Unhacking travel credit cards & Where nuance lies

The simple truth of “travel” credit cards

About a week ago I purchased my flight from Johannesburg, South Africa to Lilongwe, Malawi; to do so I used credit card points. There is an abundance of information online about how to use credit card points to “hack” travel… most of which I consider to be click-bait garbage.

Here’s my humble breakdown:

1) The Cards

Some credit cards will match “points” for every dollar you spend. These points are matched at different rates for different cards and different purchases. The most favorable matching for travel points are the best travel cards.

2) The Points

Points can be used in different ways, including cash back. For travel cards, the most value per point is found in the expenditure of travel related items (flights, hotels, rental cars). Different cards accumulate points at different rates. Through the credit card website you can use points to directly purchase the aforementioned. The more rewarding the travel card, the more the annual card fee will be (top rate is usually around $400-$600).

3) The Value

This is the part I wanted to clarify for the masses. 

Your accumulation of points requires you to spend money on the card. Many cards will often have an initial bonus that distributes points beyond the normal rate.
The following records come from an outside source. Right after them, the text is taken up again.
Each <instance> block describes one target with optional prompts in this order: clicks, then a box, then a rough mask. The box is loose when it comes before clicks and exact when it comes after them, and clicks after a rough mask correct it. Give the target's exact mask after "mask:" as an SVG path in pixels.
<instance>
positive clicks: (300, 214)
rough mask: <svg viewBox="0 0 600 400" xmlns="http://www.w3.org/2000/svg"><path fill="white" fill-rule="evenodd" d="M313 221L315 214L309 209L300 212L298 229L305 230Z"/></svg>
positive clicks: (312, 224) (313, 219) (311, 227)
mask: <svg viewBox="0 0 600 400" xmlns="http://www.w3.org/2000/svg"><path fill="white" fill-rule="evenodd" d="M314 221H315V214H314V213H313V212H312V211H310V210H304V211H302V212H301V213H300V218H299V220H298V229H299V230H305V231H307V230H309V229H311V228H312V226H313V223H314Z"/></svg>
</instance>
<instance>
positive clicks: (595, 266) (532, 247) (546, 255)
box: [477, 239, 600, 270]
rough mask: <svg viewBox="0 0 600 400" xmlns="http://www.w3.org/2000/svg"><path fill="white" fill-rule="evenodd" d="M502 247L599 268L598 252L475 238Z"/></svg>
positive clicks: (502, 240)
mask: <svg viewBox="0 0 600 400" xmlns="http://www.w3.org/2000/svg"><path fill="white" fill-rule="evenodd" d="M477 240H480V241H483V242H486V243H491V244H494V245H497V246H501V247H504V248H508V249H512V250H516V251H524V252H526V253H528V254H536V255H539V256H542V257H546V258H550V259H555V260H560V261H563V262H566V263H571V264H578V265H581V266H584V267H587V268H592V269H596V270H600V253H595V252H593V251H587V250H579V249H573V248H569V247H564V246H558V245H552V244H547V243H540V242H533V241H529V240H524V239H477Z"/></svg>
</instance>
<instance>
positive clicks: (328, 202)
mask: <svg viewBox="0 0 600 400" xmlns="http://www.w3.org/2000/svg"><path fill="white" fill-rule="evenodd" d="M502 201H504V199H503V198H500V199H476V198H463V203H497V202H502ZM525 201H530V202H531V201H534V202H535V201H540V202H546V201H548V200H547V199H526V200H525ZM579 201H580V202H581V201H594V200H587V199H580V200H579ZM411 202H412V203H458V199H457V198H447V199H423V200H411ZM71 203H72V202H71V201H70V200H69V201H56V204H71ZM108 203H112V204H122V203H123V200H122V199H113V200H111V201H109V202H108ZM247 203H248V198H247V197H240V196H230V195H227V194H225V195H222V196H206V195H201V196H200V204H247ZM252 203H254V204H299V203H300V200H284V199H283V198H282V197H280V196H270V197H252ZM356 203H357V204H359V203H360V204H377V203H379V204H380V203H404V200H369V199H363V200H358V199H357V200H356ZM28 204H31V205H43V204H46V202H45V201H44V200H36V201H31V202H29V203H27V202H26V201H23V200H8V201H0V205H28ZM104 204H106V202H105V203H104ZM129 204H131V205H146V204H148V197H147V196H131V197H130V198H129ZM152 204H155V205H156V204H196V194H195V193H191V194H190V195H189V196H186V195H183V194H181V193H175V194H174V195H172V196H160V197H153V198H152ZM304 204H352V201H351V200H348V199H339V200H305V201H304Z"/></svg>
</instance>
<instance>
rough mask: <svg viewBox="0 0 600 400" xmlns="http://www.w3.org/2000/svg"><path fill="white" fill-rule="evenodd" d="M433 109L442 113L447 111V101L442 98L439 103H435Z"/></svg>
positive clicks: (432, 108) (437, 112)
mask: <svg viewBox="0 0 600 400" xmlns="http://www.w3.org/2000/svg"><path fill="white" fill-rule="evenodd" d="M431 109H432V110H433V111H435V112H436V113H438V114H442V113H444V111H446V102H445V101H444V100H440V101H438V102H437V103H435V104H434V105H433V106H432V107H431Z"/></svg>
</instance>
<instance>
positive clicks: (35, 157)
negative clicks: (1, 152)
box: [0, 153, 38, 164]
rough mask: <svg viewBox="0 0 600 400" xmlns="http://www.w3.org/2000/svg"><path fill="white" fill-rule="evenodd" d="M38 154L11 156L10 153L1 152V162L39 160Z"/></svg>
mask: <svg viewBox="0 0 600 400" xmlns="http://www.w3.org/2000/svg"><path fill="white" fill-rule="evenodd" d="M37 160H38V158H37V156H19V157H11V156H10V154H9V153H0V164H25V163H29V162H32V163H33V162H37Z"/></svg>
An example would be “If you sign up for X card and spend $4,000 in the first 3 months, you will receive 85,000 points on top of whatever you would normally accumulate with regularly rewarded expenditures.” For flights specifically - THESE are the focus of travel credit card related content online. Hack, unhacked.

4) The Takeaway

Travel credit cards are a smart move for travelers, with benefits including global lounge access, vouchers for TSA Precheck and Global Entry, and more. The main benefit is the points, and the main “steal” is the initial bonus. Benefits are there, but they are not free - you must spend to earn.

Comments? Questions? Pushback? DM me on Instagram @jacobtempler

The unspoken antidote - nuance

The Rand Club, a large British colonial era building in the center of downtown Johannesburg, was established as a gentleman’s club in 1887 for the gold barons that established the city in 1886. What was once the billiards room downstairs is now a privately owned antique book store - James Findlay’s Bookshop.
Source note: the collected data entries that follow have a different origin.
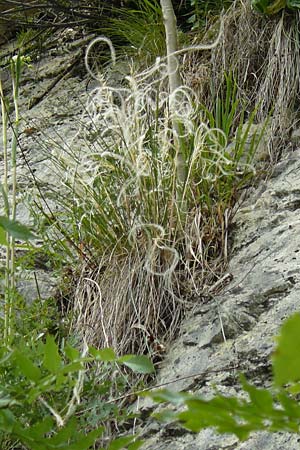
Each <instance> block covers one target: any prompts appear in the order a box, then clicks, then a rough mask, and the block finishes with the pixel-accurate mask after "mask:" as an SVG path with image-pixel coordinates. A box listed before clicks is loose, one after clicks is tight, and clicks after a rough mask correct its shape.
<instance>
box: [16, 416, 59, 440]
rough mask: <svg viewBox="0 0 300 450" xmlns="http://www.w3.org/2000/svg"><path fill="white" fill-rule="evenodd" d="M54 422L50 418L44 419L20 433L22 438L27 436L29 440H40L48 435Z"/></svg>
mask: <svg viewBox="0 0 300 450" xmlns="http://www.w3.org/2000/svg"><path fill="white" fill-rule="evenodd" d="M53 426H54V421H53V419H52V418H51V417H46V418H45V420H43V421H42V422H37V423H35V424H34V425H31V426H30V428H27V429H26V430H24V431H23V432H22V434H23V436H27V437H28V438H31V439H36V440H37V439H41V438H43V437H44V435H45V434H46V433H50V432H51V430H52V429H53Z"/></svg>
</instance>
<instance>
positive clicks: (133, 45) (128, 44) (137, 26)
mask: <svg viewBox="0 0 300 450" xmlns="http://www.w3.org/2000/svg"><path fill="white" fill-rule="evenodd" d="M102 33H104V34H105V35H106V36H108V37H109V38H110V39H111V40H112V41H113V43H114V45H115V47H116V49H117V52H118V55H121V56H122V57H123V58H124V57H125V58H126V59H128V58H129V57H133V58H134V64H140V65H141V66H142V67H145V66H149V65H150V64H152V63H153V62H154V61H155V58H157V57H158V56H160V55H163V54H164V53H165V37H164V27H163V22H162V13H161V8H160V5H159V0H155V1H153V0H152V1H149V0H137V1H136V2H134V5H133V6H132V7H131V8H130V7H122V8H117V9H116V10H115V11H114V14H113V16H112V17H109V18H108V20H107V24H106V26H105V25H102V26H101V34H102Z"/></svg>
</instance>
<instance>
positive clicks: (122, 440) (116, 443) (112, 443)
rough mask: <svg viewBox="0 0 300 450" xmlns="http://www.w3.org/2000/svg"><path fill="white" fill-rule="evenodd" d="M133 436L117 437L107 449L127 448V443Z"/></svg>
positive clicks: (133, 438) (113, 449)
mask: <svg viewBox="0 0 300 450" xmlns="http://www.w3.org/2000/svg"><path fill="white" fill-rule="evenodd" d="M134 438H135V436H122V437H120V438H118V439H115V440H114V441H113V442H111V444H110V445H109V447H108V449H107V450H121V449H122V448H127V447H128V444H130V443H131V442H132V441H133V439H134Z"/></svg>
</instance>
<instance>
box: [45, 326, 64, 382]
mask: <svg viewBox="0 0 300 450" xmlns="http://www.w3.org/2000/svg"><path fill="white" fill-rule="evenodd" d="M44 367H45V368H46V369H48V370H49V372H51V373H54V374H57V373H58V372H59V370H60V368H61V367H62V360H61V357H60V355H59V353H58V347H57V344H56V342H55V339H54V337H53V336H51V335H48V336H47V338H46V344H45V345H44Z"/></svg>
A sharply dressed Afrikaner, standing around six foot two in his late fifties, James is a treasure in and of himself. The shop is one of the most impressive historical repositories I have ever seen. Books as old as Charles Dickens first editions line the shelves, most of them directly or indirectly related to Southern Africa.

But it was not the impressive nature of the shop that inspired this short blurb - instead it was James himself.

This was a man that admitted to reading twenty or so books at once, literally living amongst them. As is often the case, the conversations of a traveler and local touch on deep subjects of history and culture (especially if I am the traveler). Whether we discussed Apartheid, US gun laws, or colonial legacy, James spoke in a manner as rare as the most endangered species - nuance. Humility, curiosity, detailed oriented, and with candor. He is a dodo bird amongst pigeons.

In my vast documentation of the shop I took one short video clip of James. Without prompting of any kind, he spoke these words:

“Books are so important, because in them you can see all different points of view.”

Reading books was once a prized privilege across millennia… today is denigrated as “boring”. Pity, so much to gain between the pages.

Sincerely,

Jacob

P.S. I’ve struggled to conjure a medium that communicates my existential thoughts in content… today, I’ve had a peer inspired breakthrough. It will require me to level up - GOOD.